By contrast, in urban areas the nazim does not distribute land, nor is land ownership of such huge significance. Local religious institutions are not the sole authority here, nor are religious leaders even close to the most powerful elites. For the Muslim democratic political entrepreneur in an urban centre, local elections simply are not worth the investment. For these actors and organisations, the better payoff is at the national-level elections. Muslim democratic parties are the product of ancient aristocracies and efforts by a relatively small number of feudal lords and their families to protect their feudal rule over land, wealth and power. With the rise of suffrage, that system has morphed into a form of patronage democracy in which the National Assembly has control over the dispersal of desirable material goods, services and jobs. Traditional elites maintain their political, economic and social power through their access to the state and consequent ability to distribute or withhold patronage. Electoral success at the national level also gives Muslim democrats a platform to espouse policies that may appeal to targeted voters, but parliamentary inefficacy protects them from having to address the actual implementation or the practical consequences of those policies.

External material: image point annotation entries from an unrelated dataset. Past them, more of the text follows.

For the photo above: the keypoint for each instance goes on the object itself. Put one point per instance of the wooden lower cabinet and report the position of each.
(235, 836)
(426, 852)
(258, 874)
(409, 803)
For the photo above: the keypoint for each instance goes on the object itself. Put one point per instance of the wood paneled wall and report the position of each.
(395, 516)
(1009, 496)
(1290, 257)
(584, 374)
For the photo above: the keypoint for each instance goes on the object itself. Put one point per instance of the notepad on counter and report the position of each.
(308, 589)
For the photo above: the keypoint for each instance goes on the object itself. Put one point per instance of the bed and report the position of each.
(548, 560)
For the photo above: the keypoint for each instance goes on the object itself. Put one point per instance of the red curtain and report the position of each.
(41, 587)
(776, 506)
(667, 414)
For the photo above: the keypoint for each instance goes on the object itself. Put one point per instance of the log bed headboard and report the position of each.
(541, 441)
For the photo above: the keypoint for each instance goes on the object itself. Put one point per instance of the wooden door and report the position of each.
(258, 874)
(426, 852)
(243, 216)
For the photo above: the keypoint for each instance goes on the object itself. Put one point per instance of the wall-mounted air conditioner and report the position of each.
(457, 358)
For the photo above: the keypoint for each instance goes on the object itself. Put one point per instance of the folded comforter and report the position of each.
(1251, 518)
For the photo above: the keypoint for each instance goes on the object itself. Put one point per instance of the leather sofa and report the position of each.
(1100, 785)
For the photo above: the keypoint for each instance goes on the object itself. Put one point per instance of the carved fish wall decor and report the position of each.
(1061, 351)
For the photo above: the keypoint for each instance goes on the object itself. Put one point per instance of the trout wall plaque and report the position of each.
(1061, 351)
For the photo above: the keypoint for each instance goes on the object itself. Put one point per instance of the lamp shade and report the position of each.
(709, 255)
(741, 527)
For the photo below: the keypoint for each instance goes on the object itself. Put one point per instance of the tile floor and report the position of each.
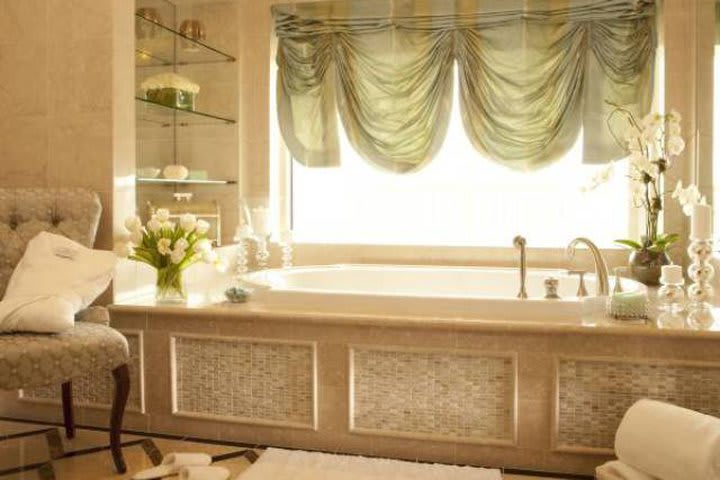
(27, 451)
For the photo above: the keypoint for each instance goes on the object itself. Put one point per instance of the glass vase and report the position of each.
(169, 286)
(646, 266)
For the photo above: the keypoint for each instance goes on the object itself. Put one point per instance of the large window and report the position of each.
(458, 199)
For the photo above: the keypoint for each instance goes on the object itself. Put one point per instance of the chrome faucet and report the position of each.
(521, 243)
(601, 270)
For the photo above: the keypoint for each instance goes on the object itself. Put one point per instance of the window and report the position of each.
(458, 199)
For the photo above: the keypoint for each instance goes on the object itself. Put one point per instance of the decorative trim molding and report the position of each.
(50, 395)
(609, 404)
(242, 364)
(500, 405)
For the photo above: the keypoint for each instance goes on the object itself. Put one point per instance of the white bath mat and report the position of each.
(277, 464)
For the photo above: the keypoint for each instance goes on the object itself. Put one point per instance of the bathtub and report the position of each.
(433, 291)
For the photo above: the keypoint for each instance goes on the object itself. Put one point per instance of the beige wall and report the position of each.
(67, 75)
(64, 122)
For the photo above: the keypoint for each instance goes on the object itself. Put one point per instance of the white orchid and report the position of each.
(188, 222)
(674, 116)
(164, 246)
(651, 144)
(688, 197)
(133, 224)
(202, 227)
(162, 214)
(675, 145)
(600, 177)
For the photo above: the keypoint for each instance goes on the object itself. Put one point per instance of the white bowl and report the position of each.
(148, 172)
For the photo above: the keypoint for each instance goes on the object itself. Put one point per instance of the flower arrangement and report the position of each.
(168, 247)
(651, 143)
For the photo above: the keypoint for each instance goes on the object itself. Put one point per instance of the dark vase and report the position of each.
(646, 266)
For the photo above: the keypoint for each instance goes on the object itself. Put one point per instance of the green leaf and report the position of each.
(630, 244)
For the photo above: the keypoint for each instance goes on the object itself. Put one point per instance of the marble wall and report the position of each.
(65, 119)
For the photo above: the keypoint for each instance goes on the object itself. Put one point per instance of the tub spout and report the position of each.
(520, 243)
(601, 270)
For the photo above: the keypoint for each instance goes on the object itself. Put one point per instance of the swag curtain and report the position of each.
(529, 78)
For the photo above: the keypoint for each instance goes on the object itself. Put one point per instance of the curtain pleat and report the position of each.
(529, 80)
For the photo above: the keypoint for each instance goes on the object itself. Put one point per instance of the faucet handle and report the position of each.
(582, 291)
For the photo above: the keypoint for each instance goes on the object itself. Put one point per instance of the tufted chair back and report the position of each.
(25, 212)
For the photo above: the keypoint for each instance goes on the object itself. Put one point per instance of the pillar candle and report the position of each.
(701, 226)
(260, 217)
(671, 274)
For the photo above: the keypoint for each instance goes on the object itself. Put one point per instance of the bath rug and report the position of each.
(281, 464)
(172, 463)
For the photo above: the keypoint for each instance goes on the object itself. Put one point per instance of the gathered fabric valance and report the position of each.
(529, 77)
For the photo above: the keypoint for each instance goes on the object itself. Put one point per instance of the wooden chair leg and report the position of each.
(122, 389)
(68, 415)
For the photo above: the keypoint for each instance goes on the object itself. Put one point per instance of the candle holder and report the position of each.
(285, 241)
(241, 256)
(262, 254)
(700, 292)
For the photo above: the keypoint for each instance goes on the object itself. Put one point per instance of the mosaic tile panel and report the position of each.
(430, 394)
(593, 395)
(251, 381)
(96, 389)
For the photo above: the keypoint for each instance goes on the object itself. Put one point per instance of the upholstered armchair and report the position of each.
(33, 360)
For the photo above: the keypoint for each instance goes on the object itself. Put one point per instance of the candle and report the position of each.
(671, 274)
(260, 218)
(701, 225)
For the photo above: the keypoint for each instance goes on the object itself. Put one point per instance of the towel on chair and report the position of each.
(669, 442)
(617, 470)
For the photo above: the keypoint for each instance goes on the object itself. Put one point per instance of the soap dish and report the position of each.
(620, 308)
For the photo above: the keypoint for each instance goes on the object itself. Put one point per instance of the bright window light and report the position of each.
(458, 199)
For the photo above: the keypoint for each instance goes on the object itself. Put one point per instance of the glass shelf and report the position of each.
(162, 45)
(157, 114)
(167, 181)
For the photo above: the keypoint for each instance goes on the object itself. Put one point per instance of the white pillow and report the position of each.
(55, 279)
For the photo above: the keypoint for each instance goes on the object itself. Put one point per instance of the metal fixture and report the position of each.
(582, 291)
(601, 270)
(551, 284)
(520, 243)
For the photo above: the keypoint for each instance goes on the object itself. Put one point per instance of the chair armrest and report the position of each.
(99, 315)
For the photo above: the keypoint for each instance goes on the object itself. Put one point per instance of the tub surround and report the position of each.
(457, 390)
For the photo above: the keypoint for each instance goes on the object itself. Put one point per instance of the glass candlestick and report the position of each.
(241, 264)
(262, 255)
(286, 249)
(700, 292)
(701, 272)
(671, 295)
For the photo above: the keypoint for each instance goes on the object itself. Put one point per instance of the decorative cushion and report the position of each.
(25, 212)
(34, 360)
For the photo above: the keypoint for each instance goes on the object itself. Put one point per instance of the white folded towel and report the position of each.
(172, 464)
(617, 470)
(204, 473)
(669, 442)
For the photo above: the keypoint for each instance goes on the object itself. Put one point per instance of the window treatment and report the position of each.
(531, 75)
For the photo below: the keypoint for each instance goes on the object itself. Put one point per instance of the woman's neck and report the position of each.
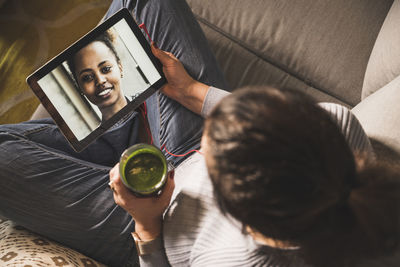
(108, 112)
(270, 242)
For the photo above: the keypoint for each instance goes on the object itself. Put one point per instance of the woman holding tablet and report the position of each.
(52, 190)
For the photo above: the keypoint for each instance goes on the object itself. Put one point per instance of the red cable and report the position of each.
(142, 26)
(143, 111)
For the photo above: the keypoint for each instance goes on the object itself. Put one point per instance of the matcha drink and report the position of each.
(143, 169)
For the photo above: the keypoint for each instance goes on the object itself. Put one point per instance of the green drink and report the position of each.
(143, 169)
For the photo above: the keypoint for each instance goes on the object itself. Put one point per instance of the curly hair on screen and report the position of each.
(281, 165)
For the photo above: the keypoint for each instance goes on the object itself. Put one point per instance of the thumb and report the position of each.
(163, 56)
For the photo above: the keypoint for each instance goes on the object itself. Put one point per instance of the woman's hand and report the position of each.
(181, 87)
(146, 211)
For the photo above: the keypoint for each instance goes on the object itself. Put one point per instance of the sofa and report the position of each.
(343, 51)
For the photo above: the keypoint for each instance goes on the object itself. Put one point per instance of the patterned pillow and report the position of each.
(20, 247)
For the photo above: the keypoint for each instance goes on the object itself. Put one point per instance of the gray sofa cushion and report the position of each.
(384, 63)
(379, 114)
(323, 45)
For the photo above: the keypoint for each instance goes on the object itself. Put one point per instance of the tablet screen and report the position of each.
(98, 80)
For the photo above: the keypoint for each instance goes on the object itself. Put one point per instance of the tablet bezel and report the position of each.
(32, 80)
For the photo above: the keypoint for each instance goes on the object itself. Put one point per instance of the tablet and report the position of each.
(99, 80)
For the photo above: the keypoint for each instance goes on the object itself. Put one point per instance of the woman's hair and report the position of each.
(106, 38)
(280, 165)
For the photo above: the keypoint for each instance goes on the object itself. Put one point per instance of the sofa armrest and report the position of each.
(379, 114)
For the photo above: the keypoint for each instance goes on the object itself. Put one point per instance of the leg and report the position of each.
(173, 27)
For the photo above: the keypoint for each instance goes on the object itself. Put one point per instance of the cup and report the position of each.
(143, 169)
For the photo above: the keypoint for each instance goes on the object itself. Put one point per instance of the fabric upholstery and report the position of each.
(379, 114)
(19, 247)
(324, 44)
(384, 63)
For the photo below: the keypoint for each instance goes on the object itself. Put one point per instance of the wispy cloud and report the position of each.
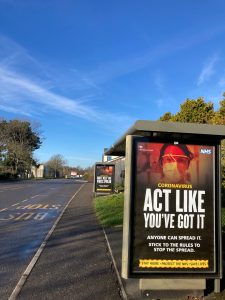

For rural entrepreneurs, national elections are of little relevance, compared to the benefits of winning local control
Pakistan’s current political climate is marked by uncertainty and upheaval. The Taliban’s move into the northwest tribal regions and more settled areas of Pakistan has changed the geopolitical landscape; traditional political alliances and affiliations are facing real challenges. Muslim democrats are threatened by the neo-Taliban expansion. While the Punjabi Taliban are interested in a different set of issues, their geographic proximity with democrats means they are now competing for supporters. Interestingly, as a result of the neo-Taliban expansion, even some Islamist parties now share interests with the state. In Sindh, the Jamaat-e-Islami fears the Taliban incursion because it will reduce its support among the Urdu-speaking Mujahir urban population. The Jamiat Ulema-e-Islam (JUI), meanwhile, is reluctant to say anything publicly about the Taliban. The party highly values the perception of being a mediator. If the JUI was seen as leaning too heavily in the other direction, they would fear Taliban excursions into their own power bases in the northern areas.
The Taliban have been able to carve out a political role given the geographic electoral politics and international issues in Afghanistan. In short, the rise of the Taliban and violent terrorist groups is resulting in major changes in Pakistan’s historical political alliances. Landowners and religious entrepreneurs have never been more powerful.